^Incorrect. XP has inferior multicore CPU support - compared to Win7 it lacks pervasive prefetching, an improved DLL loader that creates new processes faster, and an improved thread pool. 7 can support multiple pools per process, something XP cant do.
XP lacks something Win7 has called “SMT parking” or “core parking.” This is a feature developed in partnership with Intel, which supports the Hyper-Threading (HT) in the Core i5/i7s. In addition to managing the threads in cores, Windows 7 also manages the HT in the Intel chips.
XP also has none of the multicore features added in Win Server 2008 R2 which Win7 implements.
And...
XP stopped being sold to OEM's on October 22, 2010.
Support for Windows XP with Service Pack 2 (SP2) ended on July 13, 2010.
Apart from memory limits of 3 to 4GB, XP does not support 2+TB HDD's, so the new 3TB Hard Drives wont work (or only 2TB will be recognised).

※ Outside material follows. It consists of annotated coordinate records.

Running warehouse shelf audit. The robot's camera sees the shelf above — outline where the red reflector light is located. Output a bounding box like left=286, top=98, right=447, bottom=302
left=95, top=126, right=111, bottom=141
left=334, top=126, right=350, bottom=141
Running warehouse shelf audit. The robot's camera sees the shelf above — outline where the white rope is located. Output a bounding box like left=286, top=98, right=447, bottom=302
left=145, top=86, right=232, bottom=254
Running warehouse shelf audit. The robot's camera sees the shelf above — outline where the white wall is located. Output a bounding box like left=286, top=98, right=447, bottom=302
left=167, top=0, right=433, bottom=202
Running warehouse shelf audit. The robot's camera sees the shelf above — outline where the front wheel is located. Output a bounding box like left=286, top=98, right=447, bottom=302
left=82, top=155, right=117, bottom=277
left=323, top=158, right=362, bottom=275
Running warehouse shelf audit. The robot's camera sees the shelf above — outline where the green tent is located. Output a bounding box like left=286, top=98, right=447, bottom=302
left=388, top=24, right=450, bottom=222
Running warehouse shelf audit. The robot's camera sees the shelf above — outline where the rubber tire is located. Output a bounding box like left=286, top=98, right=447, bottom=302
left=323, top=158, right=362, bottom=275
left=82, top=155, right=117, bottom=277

XP cant do 4K alignment with HDD's and SSD's, so performance on modern SSD's and HDD's suffers.
XP has limited and very dated native driver support for hardware. Win7 will automatically install drivers for a lot of modern hardware, including a basic graphics driver so your LCD monitor runs at native res.

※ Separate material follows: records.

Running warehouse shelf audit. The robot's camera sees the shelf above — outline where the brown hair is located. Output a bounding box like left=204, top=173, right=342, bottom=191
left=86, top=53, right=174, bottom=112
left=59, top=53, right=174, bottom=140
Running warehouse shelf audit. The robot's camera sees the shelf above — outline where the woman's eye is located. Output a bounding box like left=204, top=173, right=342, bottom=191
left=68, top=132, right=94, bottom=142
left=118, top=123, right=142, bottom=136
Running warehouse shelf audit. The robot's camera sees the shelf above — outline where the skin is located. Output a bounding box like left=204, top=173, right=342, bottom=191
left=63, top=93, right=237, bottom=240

XP cant do any Virtualization.
XP has no native Blu-Ray support.
XP has no decent HTPC/Media Center capabilities.
XP cant play many many video codec types by default, Win7 can play many video types without having to download the codecs in order to play them.
XP has no BitLocker (Hard Drive encryption).

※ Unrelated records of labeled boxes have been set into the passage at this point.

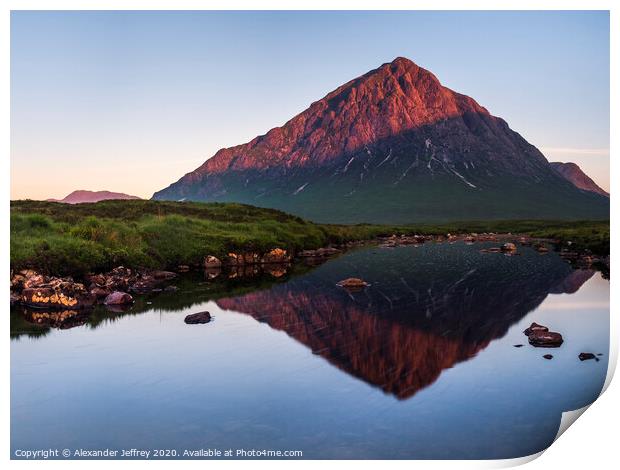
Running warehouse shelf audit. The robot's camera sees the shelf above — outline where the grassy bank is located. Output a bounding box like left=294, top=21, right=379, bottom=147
left=11, top=200, right=609, bottom=275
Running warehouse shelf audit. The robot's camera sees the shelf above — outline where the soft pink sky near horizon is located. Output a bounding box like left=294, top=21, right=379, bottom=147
left=11, top=11, right=610, bottom=199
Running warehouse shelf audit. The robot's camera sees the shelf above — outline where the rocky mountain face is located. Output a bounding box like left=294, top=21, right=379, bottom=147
left=550, top=162, right=609, bottom=197
left=216, top=244, right=594, bottom=399
left=153, top=58, right=609, bottom=223
left=47, top=189, right=140, bottom=204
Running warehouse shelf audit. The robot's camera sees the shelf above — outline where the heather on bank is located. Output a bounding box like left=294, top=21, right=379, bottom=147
left=11, top=200, right=609, bottom=275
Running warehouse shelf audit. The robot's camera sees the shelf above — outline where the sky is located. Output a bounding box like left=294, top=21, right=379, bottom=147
left=11, top=11, right=610, bottom=199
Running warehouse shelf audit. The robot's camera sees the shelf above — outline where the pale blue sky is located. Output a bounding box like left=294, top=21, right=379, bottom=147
left=11, top=11, right=609, bottom=199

XP has no Backup and Restore.
XP cant output as many colours as Win7. Future displays (and some current displays) with higher colour bit rates wont be supported.
XP lacks Parental Controls.
XP is vastly less secure.
XP's search feature is ridiculously slow and completely useless compared to Win7's.
XP does not support the new motherboard UEFI BIOS chips (although there not technically called a BIOS anymore).
XP lacks any real touchscreen support.
XP lacks a way to use your wireless-equipped laptop as a wireless access point for other PCs when you're connected to a wired network.
XP lacks anti-convoy features to keep performance from degrading when a large number of threads are blocked, waiting for resources. You probably have encountered these. The whole system would freeze for several seconds and not respond to any input, then suddenly the system takes off again, running all of its processes. That was a convoy locking up everything.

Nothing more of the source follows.